Gemäß Abschnitt 503A des Federal Food, Drug, and Cosmetic Act dürfen Compounding-Apotheken maßgeschneiderte Arzneimittel unter Verwendung von Bulk-Arzneistoffen herstellen, sofern diese Stoffe spezifische Kriterien erfüllen. Die FDA verwaltet drei Kategorien für nominierte Stoffe:
- Kategorie 1: Stoffe in der Evaluierungsphase, die keine erheblichen Sicherheitsbedenken aufwerfen.
- Kategorie 2: Stoffe, die erhebliche Sicherheitsbedenken aufwerfen und dadurch wirksam von der klinischen Herstellung ausgeschlossen werden.
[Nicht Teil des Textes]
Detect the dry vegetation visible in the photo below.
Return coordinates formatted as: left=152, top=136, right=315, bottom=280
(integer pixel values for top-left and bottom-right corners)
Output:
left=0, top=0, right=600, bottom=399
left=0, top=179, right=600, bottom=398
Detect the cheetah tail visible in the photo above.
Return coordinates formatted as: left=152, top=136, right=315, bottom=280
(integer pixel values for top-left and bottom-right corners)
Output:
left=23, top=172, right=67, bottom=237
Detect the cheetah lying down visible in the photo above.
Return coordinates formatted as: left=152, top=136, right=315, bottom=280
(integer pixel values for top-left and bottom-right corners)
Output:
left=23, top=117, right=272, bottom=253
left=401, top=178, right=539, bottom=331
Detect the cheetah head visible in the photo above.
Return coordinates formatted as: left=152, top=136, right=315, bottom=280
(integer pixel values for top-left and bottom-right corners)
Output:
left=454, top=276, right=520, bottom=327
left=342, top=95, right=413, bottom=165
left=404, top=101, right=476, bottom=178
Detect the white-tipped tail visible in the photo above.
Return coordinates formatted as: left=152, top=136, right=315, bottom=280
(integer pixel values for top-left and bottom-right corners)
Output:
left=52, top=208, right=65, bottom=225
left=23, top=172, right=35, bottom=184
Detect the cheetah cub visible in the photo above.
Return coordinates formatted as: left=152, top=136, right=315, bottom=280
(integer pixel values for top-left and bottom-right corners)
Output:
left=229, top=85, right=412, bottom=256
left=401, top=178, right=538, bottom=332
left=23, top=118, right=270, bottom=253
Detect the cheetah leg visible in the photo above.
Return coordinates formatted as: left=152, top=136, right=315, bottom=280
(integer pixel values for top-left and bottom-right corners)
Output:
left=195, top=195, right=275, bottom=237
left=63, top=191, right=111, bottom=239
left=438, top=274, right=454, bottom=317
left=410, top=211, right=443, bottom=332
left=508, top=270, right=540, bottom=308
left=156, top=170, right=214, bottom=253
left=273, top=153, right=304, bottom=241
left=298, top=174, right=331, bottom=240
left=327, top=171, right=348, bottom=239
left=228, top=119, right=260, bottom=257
- Kategorie 3: Nominierte Stoffe, für die unzureichende Daten zur Bewertung vorliegen.
### Die Umkehrung im April 2026
In einer großen politischen Wende begann die FDA Anfang 2026, Peptide aus Kategorie 2 zu entfernen. Nach Ankündigungen von HHS-Sekretär RFK Jr. und anschließender FDA-Maßnahme, die am 15. April 2026 wirksam wurde, wurden ungefähr 12–14 Peptide aus den Kategorie-2-Beschränkungen entfernt. Dazu gehören BPC-157, TB-500, GHK-Cu, CJC-1295, Ipamorelin, Thymosin Alpha-1, AOD-9604, MOTS-C und andere.
Diese Peptide werden derzeit vom Pharmacy Compounding Advisory Committee (PCAC) überprüft, mit formalen Anhörungen geplant für 23.–24. Juli 2026. Das PCAC wird bewerten, ob diese Stoffe auf die 503A-Bulks-Liste aufgenommen werden sollten, was ihre Verwendung in der Herstellung formell autorisieren würde.
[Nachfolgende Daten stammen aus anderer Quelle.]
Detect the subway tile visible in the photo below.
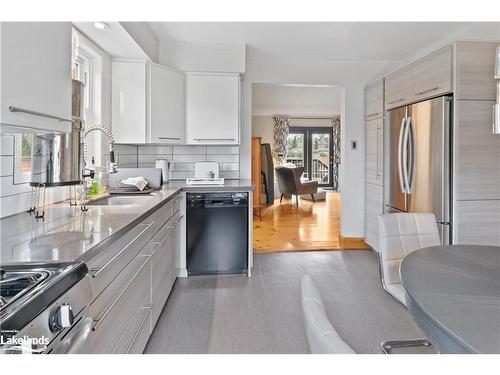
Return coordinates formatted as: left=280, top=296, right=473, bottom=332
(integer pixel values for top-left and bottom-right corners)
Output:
left=207, top=155, right=240, bottom=163
left=139, top=154, right=172, bottom=163
left=173, top=146, right=207, bottom=154
left=173, top=154, right=206, bottom=163
left=137, top=163, right=155, bottom=168
left=0, top=176, right=31, bottom=197
left=114, top=144, right=138, bottom=155
left=0, top=156, right=14, bottom=176
left=138, top=145, right=172, bottom=155
left=207, top=146, right=240, bottom=155
left=170, top=163, right=195, bottom=172
left=0, top=135, right=14, bottom=155
left=219, top=163, right=240, bottom=171
left=219, top=171, right=240, bottom=180
left=172, top=172, right=194, bottom=180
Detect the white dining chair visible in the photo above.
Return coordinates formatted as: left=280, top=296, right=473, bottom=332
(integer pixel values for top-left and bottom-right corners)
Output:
left=378, top=213, right=441, bottom=354
left=301, top=275, right=355, bottom=354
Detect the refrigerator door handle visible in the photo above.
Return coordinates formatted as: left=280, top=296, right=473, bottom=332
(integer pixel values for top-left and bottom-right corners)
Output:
left=401, top=117, right=411, bottom=193
left=398, top=117, right=406, bottom=194
left=406, top=117, right=416, bottom=194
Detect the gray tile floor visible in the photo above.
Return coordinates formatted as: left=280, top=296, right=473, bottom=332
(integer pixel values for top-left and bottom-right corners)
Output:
left=145, top=250, right=429, bottom=353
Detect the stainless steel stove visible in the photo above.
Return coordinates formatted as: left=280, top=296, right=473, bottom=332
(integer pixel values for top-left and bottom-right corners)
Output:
left=0, top=263, right=92, bottom=354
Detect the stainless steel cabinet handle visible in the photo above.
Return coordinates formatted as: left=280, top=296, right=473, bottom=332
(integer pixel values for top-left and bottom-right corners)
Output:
left=398, top=117, right=406, bottom=194
left=92, top=255, right=151, bottom=331
left=415, top=86, right=439, bottom=95
left=389, top=98, right=405, bottom=104
left=125, top=306, right=151, bottom=353
left=92, top=221, right=154, bottom=278
left=193, top=138, right=236, bottom=141
left=153, top=216, right=184, bottom=246
left=9, top=106, right=73, bottom=122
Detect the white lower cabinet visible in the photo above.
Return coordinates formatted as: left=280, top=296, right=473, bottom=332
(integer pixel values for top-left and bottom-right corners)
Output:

### Was dies für Patienten und Compounding-Apotheken bedeutet
Die Entfernung aus Kategorie 2 signalisiert, dass die FDA diese Peptide nicht mehr als ein Sicherheitsrisiko in dem Maße betrachtet, das die ursprüngliche Beschränkung rechtfertigte. Sie sind jedoch noch nicht formal zur Herstellung zugelassen – der PCAC-Überprüfungsprozess muss zunächst abgeschlossen werden. Eine kleine Anzahl der ursprünglichen 19 Peptide bleibt bis zur weiteren Bewertung beschränkt.
Vollständig zugelassene, verschreibungspflichtige Peptidmedikamente (wie Semaglutide oder Sermorelin) sind von diesen Aktualisierungen nicht betroffen und bleiben weiterhin legal auf Rezept erhältlich. Patienten und Kliniker sollten die Ergebnisse des PCAC-Treffens im Juli 2026 überwachen, um endgültige Entscheidungen zu treffen.